Key Legal Documents To Expect (Or Ask For)
When recourse and security are on the table, the loan package will often include several documents. Make sure you review and understand each one:
- Loan Agreement: Sets the interest, fees, term, events of default, representations and undertakings, and any financial covenants. This is the main place to negotiate risk allocation and borrower protections.
- Security Agreement: A GSA or specific security agreement lists secured assets, enforcement powers and conditions. Align this with what you actually agreed to provide as collateral.
- Mortgage: If real property is involved, check powers of sale, notices and default mechanisms.
- Guarantee And Indemnity: Personal or cross‑company guarantees broaden recovery options for the lender. Understand any caps, release points and what the indemnity covers.
- Bank Guarantee (if applicable): Clarifies claim triggers, expiry and replacement mechanics.
- Settlement Deed (for workouts): Records agreed variations, waivers and releases where you’re restructuring or compromising a debt.
If it’s a business facility with floating assets, expect PPSR registrations following execution. Ask the lender to share the draft registration details so you can confirm the collateral classes and wording match the signed terms.
Common Pitfalls To Avoid
- Assuming you’re “protected” because there’s collateral: with recourse, you can still be liable for a shortfall after the asset is sold.

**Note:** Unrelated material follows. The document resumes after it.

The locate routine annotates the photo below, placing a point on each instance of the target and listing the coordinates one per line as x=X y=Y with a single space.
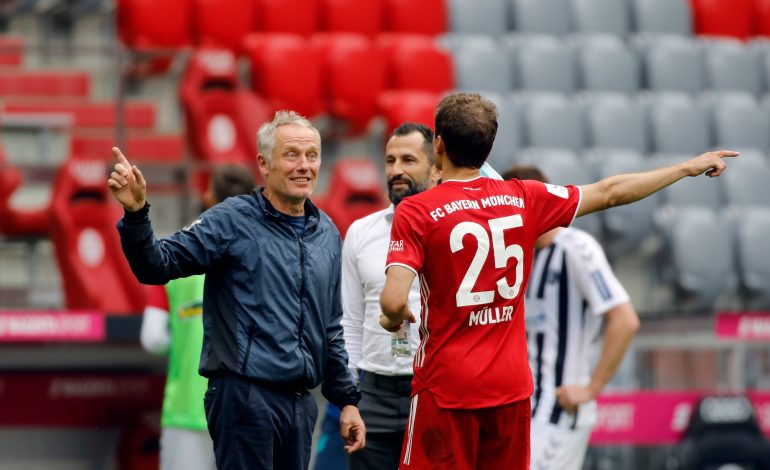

- Signing broad guarantees without caps or release triggers: these can outlive your involvement in the business if not carefully limited.
- Overlooking enforcement costs: many contracts add legal and recovery costs to the debt, compounding the exposure if default occurs.
- Letting small breaches snowball: minor covenant breaches can become leverage points in enforcement; escalate internally and rectify early.
- Not checking PPSR registrations: an over‑broad registration (or a registration that never expires) can interfere with future financing or sales.
Key Takeaways
- A recourse loan lets the lender pursue you (and any guarantors) for shortfalls if collateral sales don’t clear the debt.
- Security can include specific asset charges, mortgages, a GSA, personal guarantees and bank instruments - each carries different risks and remedies.
- Check and understand the PPSR registrations against your business so the recorded collateral matches what you agreed.
- Negotiate caps, release milestones and targeted security in the Loan Agreement and guarantee to right‑size your risk.
- If default looms, engage the lender early - variations or a documented solution via a Deed of Settlement can avoid heavy enforcement.
- Independent legal review before you sign can significantly reduce your exposure and prevent costly surprises later.